In fact, I have that if $Y_n=\max\{X_n,X_{n+1},X_{n+2}\}$, then $$\mathbb P\{Y_n\leq y\}=\mathbb P\{X_1\leq y\}^3=y^3.$$ But still, I don't see how to conclude.
Notice that the sequence $\left( Y_{3n}\right)_{n\geqslant 1}$ is independent and that for each positive $\varepsilon$, the series $\sum_{n\geqslant 1}\Pr\left(Y_{3n}/3n\leqslant \epsilon\right)$ diverges.
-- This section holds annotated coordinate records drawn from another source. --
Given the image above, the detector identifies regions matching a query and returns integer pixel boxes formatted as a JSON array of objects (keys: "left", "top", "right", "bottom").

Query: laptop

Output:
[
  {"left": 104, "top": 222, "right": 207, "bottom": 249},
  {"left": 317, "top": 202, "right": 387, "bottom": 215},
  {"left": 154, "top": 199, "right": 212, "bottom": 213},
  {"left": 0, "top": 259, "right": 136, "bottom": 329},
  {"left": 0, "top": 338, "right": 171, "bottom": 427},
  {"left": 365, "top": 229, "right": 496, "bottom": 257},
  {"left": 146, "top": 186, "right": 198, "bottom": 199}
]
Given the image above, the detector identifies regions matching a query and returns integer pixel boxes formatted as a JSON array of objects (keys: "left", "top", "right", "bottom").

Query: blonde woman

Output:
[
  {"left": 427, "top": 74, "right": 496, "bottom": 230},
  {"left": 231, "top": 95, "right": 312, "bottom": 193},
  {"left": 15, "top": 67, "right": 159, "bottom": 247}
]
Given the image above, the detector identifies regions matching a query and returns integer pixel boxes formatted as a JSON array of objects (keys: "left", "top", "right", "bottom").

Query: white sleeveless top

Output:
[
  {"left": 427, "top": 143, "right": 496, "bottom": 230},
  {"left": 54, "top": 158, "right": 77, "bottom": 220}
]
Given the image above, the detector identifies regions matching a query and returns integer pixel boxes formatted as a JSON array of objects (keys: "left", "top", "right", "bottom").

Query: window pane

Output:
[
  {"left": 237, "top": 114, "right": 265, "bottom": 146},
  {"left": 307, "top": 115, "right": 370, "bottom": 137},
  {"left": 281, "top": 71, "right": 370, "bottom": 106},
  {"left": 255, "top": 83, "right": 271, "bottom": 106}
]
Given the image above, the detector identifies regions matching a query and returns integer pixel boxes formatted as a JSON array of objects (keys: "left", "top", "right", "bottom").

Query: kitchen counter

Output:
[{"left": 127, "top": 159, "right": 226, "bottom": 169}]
Using the Borel-Cantelli lemma, we get $\Pr\left(\liminf_{n\to \infty}\left\{ 3nY_{3n} \gt \epsilon\right\} \right)=0$ and from with, we get that $\liminf_{n\to + \infty}3nY_{3n} =0 $ . A similar argument applies to the sequence $\left((3n+1)Y_{3n+1} \right)_{n\geqslant 1}$ and $\left((3n+2)Y_{3n+2} \right)_{n\geqslant 1}$.
For $\liminf_{n\to +\infty}\log(n)n^{1/3}\max\{X_n,X_{n+1},X_{n+2}\}$, the difference is that for each $R$, the series $\sum_{n\geqslant 1}\Pr\left\{\log\left(3n\right) (3n)^{1/3} Y_{3n}\leqslant R \right\}$ is convergent.